Personal information
- Nationality: British (English)
- Born: 29 August 1985 (age 40) Leamington Spa, England

Sport
- Handedness: Right Handed
- Turned pro: 2003
- Coached by: Richard O'Connor
- Retired: 2016
- Racquet used: Prince

Women's singles
- Highest ranking: No.11 (September 2015)
- Title: 7
- Tour final: 12

Medal record
Women's squash
Representing England
World Team Championships
| Gold medal – first place | 2014 Niagara-on-the-Lake | Team |
Commonwealth Games
| Bronze medal – third place | 2014 Glasgow | Women's doubles |
European Team Championships
| Gold medal – first place | 2011 Espoo | Team |
| Gold medal – first place | 2014 Riccione | Team |
| Gold medal – first place | 2015 Herning | Team |

= Emma Beddoes =

English squash player

Emma Beddoes (born 29 August 1985) is an English former professional squash player. She reached a career-high world ranking of World No. 11 in September 2015.

== Biography ==
Beddoes made her first Tour appearance in 2004 and went on to reach the world's top 50 in less than two years.

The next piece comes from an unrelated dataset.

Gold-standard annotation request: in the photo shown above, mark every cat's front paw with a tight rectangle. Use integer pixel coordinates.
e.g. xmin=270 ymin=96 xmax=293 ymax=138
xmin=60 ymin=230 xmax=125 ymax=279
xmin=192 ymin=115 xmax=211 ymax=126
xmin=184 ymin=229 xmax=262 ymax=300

She won her first Tour title at the 2007 Colombo Open where she defeated number one seed Tricia Chuah in straight games.

In 2014, she was part of the team that helped England reclaim the world team title by winning the gold medal at the 2014 Women's World Team Squash Championships. Also in 2014, she won the bronze medal at the 2014 Commonwealth Games in Glasgow, Scotland, competing for the 2014 England team in the women's doubles with Alison Waters after they reached the semi-final stage before securing the medal by beating the Australian pair of Rachael Grinham and Kasey Brown.

She won her 10th Tour title at the Emerson RC Pro Series tournament in 2015, where she dropped just one game throughout the event. She retired in April 2016 after earning 25 caps for England and ten tour title wins.

Beddoes won three gold medals for the England women's national squash team at the European Squash Team Championships in 2011, 2014 and 2015.